"An armed society is a polite society."- Robert A. Heinlein
I had planned Ianthe
Jerrold's Dead Man's Quarry (1930) as my next read, but, once again,
got sidetracked. However, I hope to read it somewhere around the weekend. So a
review is coming!
In the
meantime, I dipped into the twelfth entry in the Bureau Raampoort-series: Een
schim in de nacht (A Shadow in the Night, 2015). The series was
co-created by Simon
de Waal and Appie
Baantjer, but the former had to continue solo after Baantjer passed away in
2010.
A Shadow in
the Night begins when summer is finally on the horizon
and evenings are slowly growing longer, which draws a veteran of the Amsterdam police,
Peter van Opperdoes, from his home and into his favorite café – to enjoy coffee
and apple pie. It's a quiet, peaceful moment broken by the sound of gunfire emanating
from the nearby Noordermarkt.
Van Opperdoes finds
a mortally wounded man, recipient of several bullets, who clings to life long enough
to mutter these cryptic last words: "ik was het zelf" ("I did it myself").
The nature of the bullet wounds and the absence of a firearm on the body makes
suicide unlikely, which is confirmed when a gun and shell casings are found a
considerable distance away from the body. But then what did the victim mean
that he did himself? Jacob thinks it was simply the incoherent ramblings of a
dying man, but their inquiries soon open new avenues of investigation.
The identity
of the victim is confirmed when his twin brother reports him missing, which
gave Van Opperdoes and Jacob quite a fright in the beginning – as they were
confronted with him just after bringing the body to the morgue. I was hoping
the body would disappear from mortuary, but this is a contemporary, Dutch politieroman
and not a John
Dickson Carr novel from the 1930s.
Ideas of
mistaken or swapped identities was entertained, but the eventual solution ran
in a different direction and was stamped with De Waal's trademark signature:
professional underworld figures, small-time, petty criminals and other,
enterprising persons operating in the gray areas of the law, who always seem to
lurk in one place of a story or other. There are several kinds of them in this
story and there's professional in a short, separate story line and a second, unnecessary
murder for the story – one that's solved after discovering the crime-scene was
stuffed with hidden surveillance cameras that recorded the murder.
There are some
petty crimes and criminals involved in the first shooting, but the explanation
yielded an unexpected surprise, which was only (somewhat) foreshadowed in the
characterization of the people involved. But the surprise was welcome! Unfortunately,
the "dying message" was just a red herring to mystify rather than a clue to the
identity of the murderer. As Jacob remarked, "it would saved us a lot of
hassle if he simply had said (...) had shot him."
Interestingly,
the final parts of the book were apparently penned with a deadline looming
ahead, because Van Opperdoes figures out the case while watching footage of the
Baltimore riots on TV. Yes. There's something in footage that helps Van
Opperdoes to grasp the explanation.
I haven't read any of Baantjer's books but your various posts on this author have got me intrigued. Which is the best Baantjer book to start with? It has to be available in an English translation though.

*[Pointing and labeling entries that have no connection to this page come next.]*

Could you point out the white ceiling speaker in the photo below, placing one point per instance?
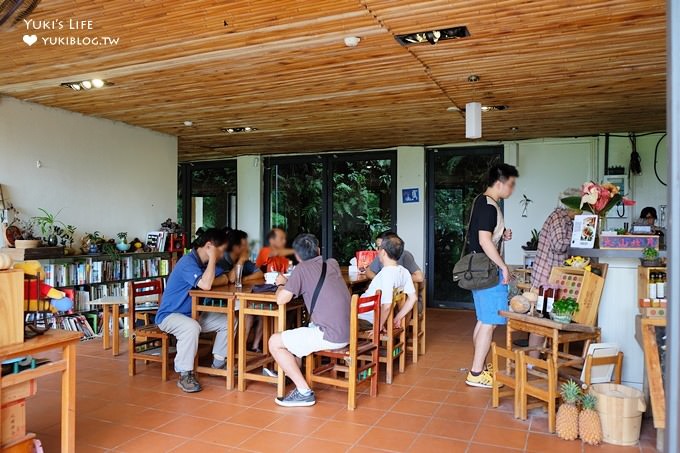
(473, 120)
(352, 41)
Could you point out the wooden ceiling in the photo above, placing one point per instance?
(564, 68)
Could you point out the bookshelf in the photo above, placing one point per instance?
(89, 277)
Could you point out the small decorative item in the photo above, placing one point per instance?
(524, 202)
(563, 310)
(47, 223)
(5, 261)
(650, 257)
(121, 243)
(589, 423)
(532, 244)
(578, 262)
(520, 304)
(566, 423)
(93, 242)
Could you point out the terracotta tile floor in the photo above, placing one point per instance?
(428, 409)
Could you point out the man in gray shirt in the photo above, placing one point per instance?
(406, 261)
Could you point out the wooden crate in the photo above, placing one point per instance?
(11, 307)
(582, 285)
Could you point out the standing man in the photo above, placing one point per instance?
(487, 230)
(329, 312)
(274, 257)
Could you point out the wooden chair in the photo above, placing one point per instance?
(508, 377)
(616, 360)
(393, 340)
(416, 328)
(144, 338)
(358, 362)
(539, 382)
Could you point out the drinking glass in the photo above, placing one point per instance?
(238, 269)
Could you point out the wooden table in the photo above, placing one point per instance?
(224, 301)
(52, 339)
(265, 306)
(559, 334)
(111, 306)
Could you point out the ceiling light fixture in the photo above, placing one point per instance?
(236, 130)
(352, 41)
(86, 84)
(433, 36)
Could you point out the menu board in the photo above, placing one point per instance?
(584, 232)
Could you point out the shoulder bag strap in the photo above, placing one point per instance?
(317, 290)
(467, 229)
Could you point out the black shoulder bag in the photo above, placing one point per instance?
(475, 270)
(322, 278)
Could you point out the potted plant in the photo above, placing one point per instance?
(47, 223)
(564, 309)
(93, 242)
(121, 243)
(650, 257)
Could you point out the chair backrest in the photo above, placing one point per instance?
(540, 368)
(142, 289)
(497, 352)
(361, 305)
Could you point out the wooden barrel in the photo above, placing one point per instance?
(620, 408)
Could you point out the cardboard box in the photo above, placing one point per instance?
(653, 312)
(13, 421)
(19, 392)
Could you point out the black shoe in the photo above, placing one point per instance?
(297, 399)
(188, 383)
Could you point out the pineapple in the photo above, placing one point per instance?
(567, 415)
(589, 426)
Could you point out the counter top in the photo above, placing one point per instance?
(611, 253)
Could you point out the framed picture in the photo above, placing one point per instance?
(411, 195)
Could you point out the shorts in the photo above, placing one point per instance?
(304, 340)
(489, 301)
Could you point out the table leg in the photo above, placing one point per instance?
(242, 346)
(68, 401)
(105, 328)
(230, 346)
(281, 326)
(116, 329)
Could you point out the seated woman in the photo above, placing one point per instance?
(197, 269)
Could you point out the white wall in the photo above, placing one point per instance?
(249, 204)
(411, 216)
(104, 175)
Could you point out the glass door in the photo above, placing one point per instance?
(343, 199)
(295, 192)
(211, 200)
(456, 176)
(363, 203)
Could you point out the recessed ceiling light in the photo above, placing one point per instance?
(235, 130)
(86, 84)
(485, 108)
(433, 36)
(352, 41)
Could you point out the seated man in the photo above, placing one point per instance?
(406, 260)
(239, 253)
(329, 313)
(392, 276)
(274, 257)
(197, 269)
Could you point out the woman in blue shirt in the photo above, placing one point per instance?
(197, 269)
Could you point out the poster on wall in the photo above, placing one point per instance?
(584, 232)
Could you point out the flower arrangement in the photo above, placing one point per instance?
(578, 262)
(597, 198)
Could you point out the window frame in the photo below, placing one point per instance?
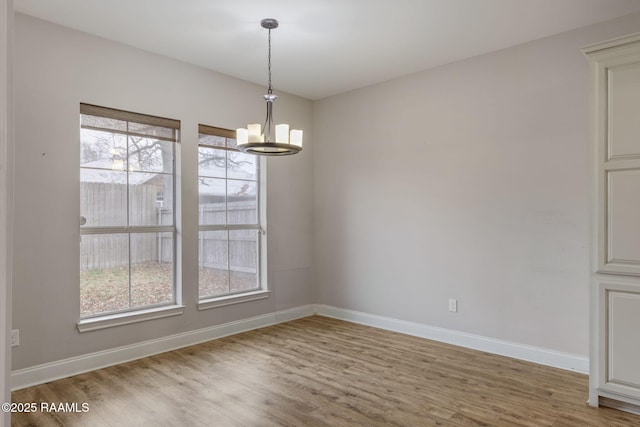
(261, 291)
(152, 311)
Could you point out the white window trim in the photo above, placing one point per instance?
(208, 303)
(263, 292)
(113, 320)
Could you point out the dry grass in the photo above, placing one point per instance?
(107, 290)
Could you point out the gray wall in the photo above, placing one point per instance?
(56, 68)
(6, 171)
(468, 181)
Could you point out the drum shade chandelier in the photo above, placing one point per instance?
(282, 142)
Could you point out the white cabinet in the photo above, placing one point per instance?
(614, 87)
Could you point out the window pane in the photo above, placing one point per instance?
(243, 260)
(214, 263)
(242, 165)
(242, 202)
(232, 143)
(151, 269)
(151, 130)
(150, 155)
(150, 199)
(103, 150)
(103, 122)
(213, 140)
(212, 201)
(212, 162)
(103, 197)
(104, 273)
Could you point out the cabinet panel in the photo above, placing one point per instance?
(623, 217)
(624, 105)
(623, 324)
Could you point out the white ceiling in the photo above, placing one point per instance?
(324, 47)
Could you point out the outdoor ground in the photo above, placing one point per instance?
(151, 283)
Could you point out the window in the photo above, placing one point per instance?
(128, 232)
(229, 216)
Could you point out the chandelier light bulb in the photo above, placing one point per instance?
(255, 140)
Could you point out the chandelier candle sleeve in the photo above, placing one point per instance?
(252, 139)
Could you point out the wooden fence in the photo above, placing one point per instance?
(234, 249)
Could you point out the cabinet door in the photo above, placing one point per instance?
(620, 334)
(618, 148)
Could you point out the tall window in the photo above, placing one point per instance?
(127, 221)
(229, 218)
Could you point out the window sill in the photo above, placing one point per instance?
(232, 299)
(110, 321)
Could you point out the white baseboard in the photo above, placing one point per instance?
(539, 355)
(40, 374)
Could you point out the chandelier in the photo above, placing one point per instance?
(253, 139)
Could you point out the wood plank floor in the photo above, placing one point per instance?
(318, 371)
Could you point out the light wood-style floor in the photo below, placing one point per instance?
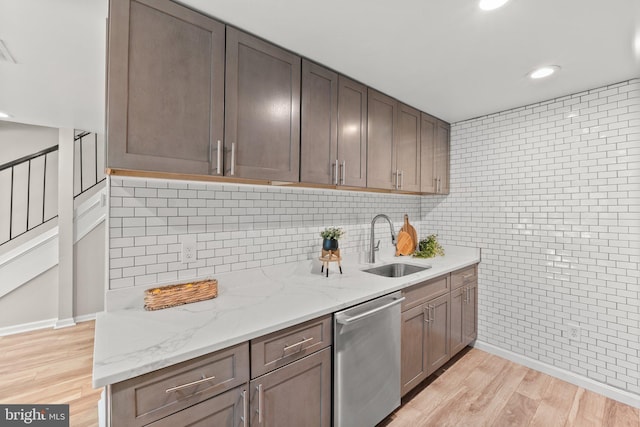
(51, 366)
(477, 389)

ReplyDeleteI'm not sure what's currently available in English, but you should be able to get anything that was published in English on the secondhand book market.
DeleteI would recommend DeKok and the Geese of Death and DeKok and Murder in Seance, because Baantjer was imitating the Golden Age style in those two. DeKok and the Dying Stroller is a poisoning mystery with a dying message, but less in the classic vein. I also like DeKok and the Disillusioned Corpse and DeKok and the Deadly Warning.
Of course, I have a weak spot DeKok and the Sorrowing Tomcat. ;)
Note of warning: the translator took some minor liberties with the translation, which John touched upon in his review of Seance.